Unter der Ära des früheren Bürgermeister Zilk konnte man meist schon in den frühen Morgenstunden auf tadellos geräumten und gestreuten Öffi-Stationen stehen und warten.
Heutzutage sind auch in den Abendstunden die meisten Stationen und Bahnsteige weder geräumt noch gestreut, meist muss man im 10 cm hohen Schneegatsch herumstapfen.
Ist ja klar, unsere Rot-Grüne-Stadtdiktatur hat eben andere Prioritäten, als da wären Parkpickerl oder Fahrradstraßen etc.
Und durch das Dienstautofenster der Vassilakou sieht eben alles nicht so grauslich aus.
Am schlimmsten sind Gehwege, welche entlang von Grundstücken führen, welche der Stadt Wien gehören, da wird nichts gereinigt
Jetzt jammerns net.
Bevor es ins Schneien angefangen hat, war alles tipp-top geräumt.
Nein - im ernst: Ich habe auch das subjektive Gefühl, dass sich die Räumung seit Zilk massiv verschlechtert hat.
Schon alleine die Salz-Streuerei ist jetzt der reinste Wahnsinn!

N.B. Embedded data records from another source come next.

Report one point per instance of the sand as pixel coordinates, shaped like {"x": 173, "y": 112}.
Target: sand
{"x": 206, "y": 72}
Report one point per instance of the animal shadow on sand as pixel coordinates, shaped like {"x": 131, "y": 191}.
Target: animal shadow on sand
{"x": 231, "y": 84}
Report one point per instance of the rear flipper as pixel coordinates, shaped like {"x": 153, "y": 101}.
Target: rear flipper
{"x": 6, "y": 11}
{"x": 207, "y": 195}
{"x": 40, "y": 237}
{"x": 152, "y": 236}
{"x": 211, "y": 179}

Dafür wird der Salzgatsch nicht einmal weggeräumt - man muss durch Knietiefen Salzgatsch hüpfen, um die Straßen zu überqueren. Das ist viel grauslicher, als reiner Schnee.

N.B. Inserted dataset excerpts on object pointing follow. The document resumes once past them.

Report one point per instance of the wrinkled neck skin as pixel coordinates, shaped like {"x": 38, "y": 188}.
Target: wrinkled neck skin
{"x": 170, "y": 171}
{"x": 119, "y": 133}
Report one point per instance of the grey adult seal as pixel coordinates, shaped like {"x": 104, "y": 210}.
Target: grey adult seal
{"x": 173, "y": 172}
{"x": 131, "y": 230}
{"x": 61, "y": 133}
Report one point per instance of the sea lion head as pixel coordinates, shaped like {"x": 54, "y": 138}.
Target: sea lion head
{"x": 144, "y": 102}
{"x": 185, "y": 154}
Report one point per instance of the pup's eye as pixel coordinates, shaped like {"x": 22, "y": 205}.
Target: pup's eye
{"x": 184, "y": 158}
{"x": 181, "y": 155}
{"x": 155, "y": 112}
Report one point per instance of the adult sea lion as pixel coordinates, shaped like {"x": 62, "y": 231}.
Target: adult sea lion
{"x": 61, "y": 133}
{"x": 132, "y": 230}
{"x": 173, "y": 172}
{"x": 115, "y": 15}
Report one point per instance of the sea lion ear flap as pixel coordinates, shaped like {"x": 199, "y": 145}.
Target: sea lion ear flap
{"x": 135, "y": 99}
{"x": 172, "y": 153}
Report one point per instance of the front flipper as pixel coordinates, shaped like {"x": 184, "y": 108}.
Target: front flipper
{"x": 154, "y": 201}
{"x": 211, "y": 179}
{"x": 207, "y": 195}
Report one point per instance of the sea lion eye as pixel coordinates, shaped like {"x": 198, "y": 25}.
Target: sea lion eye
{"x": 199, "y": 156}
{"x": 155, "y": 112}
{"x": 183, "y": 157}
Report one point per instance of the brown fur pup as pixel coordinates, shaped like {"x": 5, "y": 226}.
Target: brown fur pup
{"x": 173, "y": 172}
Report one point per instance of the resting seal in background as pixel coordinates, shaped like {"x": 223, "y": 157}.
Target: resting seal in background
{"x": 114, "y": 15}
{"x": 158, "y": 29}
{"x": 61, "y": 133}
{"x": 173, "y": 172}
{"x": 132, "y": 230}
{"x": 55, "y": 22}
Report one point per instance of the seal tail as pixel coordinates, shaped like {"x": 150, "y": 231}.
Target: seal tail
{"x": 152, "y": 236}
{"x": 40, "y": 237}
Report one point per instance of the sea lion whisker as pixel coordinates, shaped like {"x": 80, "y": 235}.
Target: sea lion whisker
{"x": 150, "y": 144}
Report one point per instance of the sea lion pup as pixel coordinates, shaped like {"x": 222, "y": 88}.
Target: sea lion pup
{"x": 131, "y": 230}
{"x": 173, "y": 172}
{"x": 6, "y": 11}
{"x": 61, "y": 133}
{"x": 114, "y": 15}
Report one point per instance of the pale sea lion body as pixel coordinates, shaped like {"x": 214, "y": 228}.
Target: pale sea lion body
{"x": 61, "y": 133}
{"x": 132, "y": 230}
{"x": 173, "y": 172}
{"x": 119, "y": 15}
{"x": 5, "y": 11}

.. hat er zwischen 17.30h und 18.15h komplett ausgesetzt.
Was ja nicht so schlimm wär. Wetter und so.
Aber die Anzeigetafel, die 45 Minuten lang den nächsten Wagen in 2 Minuten versprochen hat, die war schon mehr als nur eine Frotzelei.
..und die tollen Öffi's sind zum Schmeißen...
Abgesehen davon hat mich der 62er fast eine halbe Stunde gekostet, da die Herrschaften der Wiener Linien offensichtlich der Ansicht waren, wenn bei Ihnen nichts weitergeht, dann bei den Anderen auch nicht. Dort hat nämlich der Bus(!) in Richtung Hietzing, gleich die Fahrbahn blockiert, damit wenigstens die blöden Autofahrer auch was davon haben. An solchen Tagen sieht man dann wie effektiv die Wiener Linien bei Problembehebungen sind, noch dazu ist die Remise nicht einmal 100m entfernt, trotzdem dauerte es über eine halbe Stunde bis die Abschleppfahrzeuge endlich eingetroffen sind....
Also ich habe keinen getroffen heute, der auch nur die geringsten Probleme mit den Öffis hatte. Ich glaube aber schon, dass es bei dieser Wetterlage zu Verspätungen kommen kann. Das ist aber wenn man sich ehrlich ist, beim MIV, speziell auf den Autobahnen nicht anders, eher noch schlimmer. Wenn auf der Südosttangente was passiert können sie froh sein, wenn es "nur" ein halbe Stunde ihres Lebens kostet.
Habe um 7 Uhr Wetterlage begutachtet und bin wieder ins Bett. Nachmittags einen wundervollen Spaziergang im Prater gemacht, herrlich. Man sollte sich Zeit nehmen für die wirklich schönen Sachen im Leben.